Aujourd’hui, elle n’est plus obligatoirement fixée pour le lundi de Pentecôte. Cela dépend des choix des entreprises ou des salariés, y compris ceux impliqués dans une mutuelle entreprise et portage salarial.  Les entreprises peuvent répartir les heures sur l’année ou choisir une autre journée. Certaines sociétés comme la SNCF demandent par exemple à leurs employés de travailler quelques minutes de plus chaque jour pour cumuler cette journée de solidarité.

Elle peut donc être mise en oeuvre de différentes manières :

– Par la suppression d’une journée de RTT ;

– Par la transformation d’un autre jour férié en jour travaillé ;

– Par l’allongement de la durée de travail quotidienne ;

– Par la contribution des entreprises (représentant 0,3% de la masse salariale).

 

Les évolutions notées

Selon une étude du cabinet Randstad de 2016, 30 % des salariés ont décidé de travailler le lundi de Pentecôte, contre 44 % en 2005.  Beaucoup de Français préfèrent donc choisir une autre journée chômée, mais payée. En termes de chiffres, en 2023 la journée de solidarité a permis de collecter près de 3,2 milliards d’euros. Ces fonds représentent une part significative, mais minoritaire du financement de la branche autonomie qui s’élevait à 38,6 milliards d’euros cette année-là, la majorité étant financée par la contribution sociale généralisée.

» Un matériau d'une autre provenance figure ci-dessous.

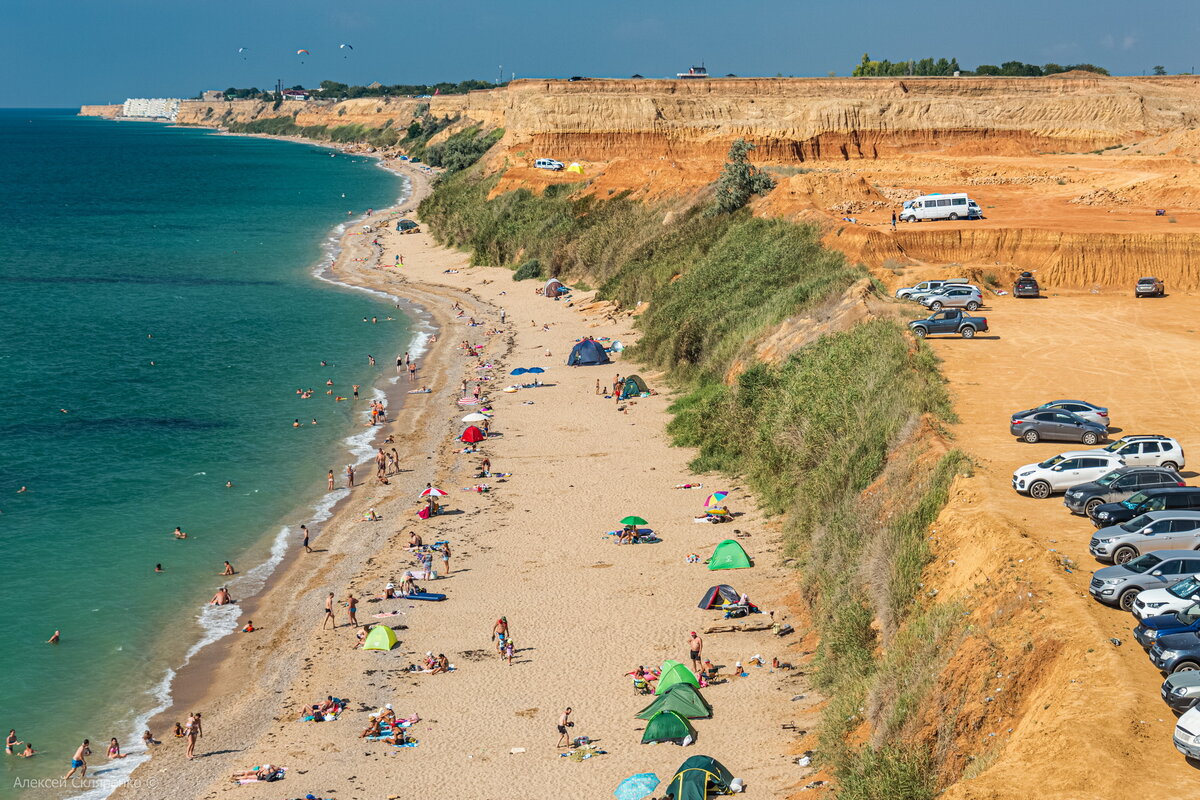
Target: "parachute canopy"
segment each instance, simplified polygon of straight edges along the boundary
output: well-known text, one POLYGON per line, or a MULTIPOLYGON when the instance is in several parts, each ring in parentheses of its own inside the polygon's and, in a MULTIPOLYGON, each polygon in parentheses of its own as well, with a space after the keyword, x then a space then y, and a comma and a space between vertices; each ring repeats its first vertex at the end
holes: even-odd
POLYGON ((308 52, 307 50, 297 50, 297 51, 296 51, 296 55, 298 55, 298 56, 310 56, 310 55, 312 55, 312 53, 308 52))
POLYGON ((663 709, 656 712, 646 723, 646 732, 642 734, 642 744, 652 742, 677 742, 688 736, 696 738, 696 731, 691 724, 674 711, 663 709))
POLYGON ((690 669, 678 661, 668 659, 663 662, 662 672, 658 676, 658 686, 654 693, 663 694, 677 683, 690 683, 697 687, 700 685, 700 681, 696 680, 696 676, 690 669))
POLYGON ((376 625, 367 634, 363 650, 391 650, 396 646, 396 632, 387 625, 376 625))
POLYGON ((353 50, 354 48, 348 44, 339 44, 338 49, 339 50, 353 50))
POLYGON ((753 566, 750 556, 734 539, 726 539, 714 547, 708 559, 709 569, 745 569, 750 566, 753 566))

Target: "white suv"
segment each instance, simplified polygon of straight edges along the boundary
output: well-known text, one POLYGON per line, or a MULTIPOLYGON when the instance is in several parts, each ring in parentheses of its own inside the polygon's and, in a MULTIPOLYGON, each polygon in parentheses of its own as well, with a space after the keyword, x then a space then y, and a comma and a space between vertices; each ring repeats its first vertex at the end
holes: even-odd
POLYGON ((1099 452, 1118 455, 1131 467, 1166 467, 1178 471, 1187 463, 1183 447, 1169 436, 1122 436, 1099 452))
POLYGON ((1026 464, 1013 471, 1013 489, 1044 500, 1054 492, 1104 477, 1125 460, 1103 450, 1070 450, 1040 464, 1026 464))
POLYGON ((1191 608, 1200 600, 1200 578, 1189 575, 1165 589, 1147 589, 1133 601, 1133 615, 1139 621, 1146 617, 1174 614, 1191 608))

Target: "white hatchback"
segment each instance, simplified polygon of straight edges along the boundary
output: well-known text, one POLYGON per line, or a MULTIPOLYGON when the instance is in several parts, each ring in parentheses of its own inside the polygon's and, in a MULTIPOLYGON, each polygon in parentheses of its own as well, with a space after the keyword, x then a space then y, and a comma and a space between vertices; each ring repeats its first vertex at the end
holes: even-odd
POLYGON ((1133 601, 1133 615, 1139 620, 1174 614, 1191 608, 1200 601, 1200 578, 1189 575, 1163 589, 1147 589, 1133 601))
POLYGON ((1169 436, 1122 436, 1101 452, 1119 455, 1131 467, 1181 470, 1187 464, 1183 447, 1169 436))
POLYGON ((1012 486, 1020 494, 1044 500, 1054 492, 1104 477, 1125 460, 1103 450, 1071 450, 1038 464, 1026 464, 1013 471, 1012 486))

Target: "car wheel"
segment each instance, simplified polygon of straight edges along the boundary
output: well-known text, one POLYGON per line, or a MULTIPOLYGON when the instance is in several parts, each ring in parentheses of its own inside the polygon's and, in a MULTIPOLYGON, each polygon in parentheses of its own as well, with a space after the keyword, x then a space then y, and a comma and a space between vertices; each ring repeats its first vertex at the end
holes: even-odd
POLYGON ((958 214, 951 212, 950 219, 958 219, 958 214))
POLYGON ((974 300, 967 303, 967 311, 978 311, 978 310, 979 310, 979 303, 976 303, 974 300))
POLYGON ((1100 441, 1100 437, 1096 435, 1095 431, 1088 431, 1087 433, 1083 434, 1083 438, 1080 441, 1082 441, 1088 447, 1091 447, 1096 442, 1100 441))
POLYGON ((942 310, 942 301, 934 300, 932 303, 929 304, 929 310, 930 311, 941 311, 942 310))
POLYGON ((1174 461, 1164 461, 1161 466, 1163 469, 1173 469, 1176 472, 1179 471, 1179 465, 1176 464, 1174 461))
POLYGON ((962 331, 960 331, 960 332, 962 333, 962 337, 964 339, 974 339, 975 338, 975 329, 972 327, 968 326, 966 328, 963 328, 962 331))
POLYGON ((1050 484, 1045 481, 1034 481, 1029 484, 1029 496, 1035 497, 1038 500, 1045 500, 1050 496, 1050 484))
POLYGON ((1137 600, 1140 591, 1141 589, 1126 589, 1121 592, 1121 596, 1117 598, 1117 605, 1122 611, 1133 611, 1133 601, 1137 600))
POLYGON ((1118 547, 1117 551, 1113 553, 1113 563, 1128 564, 1137 558, 1137 554, 1137 550, 1134 550, 1132 547, 1118 547))
POLYGON ((1096 506, 1104 505, 1104 501, 1099 497, 1093 497, 1083 504, 1083 513, 1087 516, 1092 516, 1092 512, 1096 510, 1096 506))
POLYGON ((1025 431, 1025 433, 1021 434, 1021 438, 1030 444, 1037 444, 1038 439, 1041 439, 1042 437, 1041 434, 1039 434, 1033 428, 1030 428, 1029 430, 1025 431))
POLYGON ((1180 661, 1175 665, 1175 669, 1171 670, 1171 674, 1174 675, 1176 672, 1195 672, 1198 669, 1200 669, 1200 664, 1197 664, 1195 661, 1180 661))
POLYGON ((916 336, 918 339, 924 339, 926 333, 928 333, 928 331, 919 325, 913 328, 913 336, 916 336))

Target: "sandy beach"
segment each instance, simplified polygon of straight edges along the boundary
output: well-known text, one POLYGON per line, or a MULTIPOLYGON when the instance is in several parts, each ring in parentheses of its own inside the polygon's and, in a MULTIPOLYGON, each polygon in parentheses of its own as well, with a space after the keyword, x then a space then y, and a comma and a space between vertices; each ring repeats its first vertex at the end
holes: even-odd
MULTIPOLYGON (((428 192, 425 173, 400 168, 413 181, 412 196, 369 224, 411 217, 428 192)), ((667 780, 695 754, 718 758, 760 796, 782 796, 812 780, 811 770, 793 763, 812 746, 799 734, 814 727, 818 700, 803 677, 812 643, 789 610, 794 579, 780 563, 772 526, 737 482, 688 470, 693 454, 672 447, 664 431, 670 397, 657 374, 619 356, 605 366, 565 366, 581 336, 634 341, 632 318, 593 303, 589 292, 572 295, 572 302, 548 300, 535 293, 541 282, 469 267, 464 254, 439 247, 423 231, 350 231, 334 272, 347 283, 411 300, 438 326, 411 384, 432 391, 407 395, 386 427, 401 472, 382 486, 364 467, 351 497, 314 529, 314 552, 293 543, 267 591, 243 604, 243 624, 252 618, 258 630, 227 638, 181 672, 176 707, 152 721, 164 744, 113 796, 232 793, 252 800, 311 793, 365 800, 433 790, 480 800, 599 798, 634 773, 667 780), (371 243, 376 235, 379 247, 371 243), (403 267, 393 266, 397 255, 403 267), (470 327, 471 318, 481 324, 470 327), (498 333, 485 334, 493 329, 498 333), (469 357, 463 341, 483 345, 482 355, 469 357), (494 368, 478 369, 481 359, 494 368), (501 391, 526 380, 510 378, 510 370, 534 366, 546 370, 539 376, 545 385, 501 391), (616 375, 631 373, 661 393, 620 404, 596 393, 597 380, 608 387, 616 375), (458 402, 462 381, 483 376, 492 377, 482 386, 495 409, 493 435, 479 452, 463 453, 460 418, 477 406, 458 402), (493 471, 511 476, 477 478, 484 457, 493 471), (447 511, 421 520, 417 498, 427 483, 448 493, 447 511), (674 488, 685 483, 703 486, 674 488), (490 491, 474 491, 478 484, 490 491), (717 489, 730 491, 738 516, 696 524, 705 497, 717 489), (382 519, 363 521, 369 508, 382 519), (630 514, 648 520, 662 541, 617 546, 605 532, 630 514), (444 602, 377 599, 388 582, 399 584, 415 568, 406 547, 412 531, 426 544, 452 545, 450 574, 418 581, 447 595, 444 602), (740 541, 753 568, 710 572, 689 563, 689 554, 706 559, 726 538, 740 541), (653 698, 637 694, 625 673, 664 659, 686 661, 689 632, 722 621, 719 612, 697 608, 718 583, 732 584, 801 630, 786 638, 769 630, 704 634, 704 655, 727 678, 704 690, 713 718, 695 722, 697 742, 690 747, 642 745, 645 723, 634 714, 653 698), (399 644, 390 652, 354 649, 354 628, 340 605, 339 627, 322 629, 329 592, 339 601, 353 593, 360 623, 397 628, 399 644), (398 613, 375 616, 390 612, 398 613), (515 644, 511 665, 491 641, 501 616, 515 644), (427 652, 444 653, 455 670, 406 671, 427 652), (756 654, 766 666, 751 665, 756 654), (773 670, 773 658, 795 669, 773 670), (739 661, 746 677, 728 677, 739 661), (350 701, 337 720, 300 721, 305 707, 328 695, 350 701), (400 717, 420 715, 410 730, 417 746, 359 738, 369 712, 385 704, 400 717), (555 725, 567 706, 574 709, 571 735, 590 737, 604 755, 582 762, 561 756, 555 725), (192 710, 203 712, 204 737, 189 762, 170 726, 192 710), (286 778, 270 785, 229 780, 265 763, 286 767, 286 778)), ((385 372, 394 358, 380 357, 385 372)), ((410 384, 402 377, 398 385, 410 384)), ((441 561, 434 564, 441 572, 441 561)))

Pour 2024, cette somme devrait atteindre les 3,4 milliards d’euros.

Sur ces 3.4 milliards de recettes :

  • 4 milliards seront utilisés pour la CSA ou Caisse de Solidarité autonomie des salariés
  • 860 millions d’euros pour les retraités et les préretraités.

Les principaux bénéficiaires sont :

  • Les EHPAD
  • Les caisses d’allocation personnalisée d’autonomie
  • Les caisses de prestation de compensations de Handicap, etc.

Évidemment, ce ne sont pas leurs seules sources de financement, mais la journée de la solidarité est une contribution importante pour ces institutions. Il convient de noter que cette journée affecte également les modalités de travail dans les entreprises offrant une mutuelle entreprise et dans des secteurs comme le portage salarial.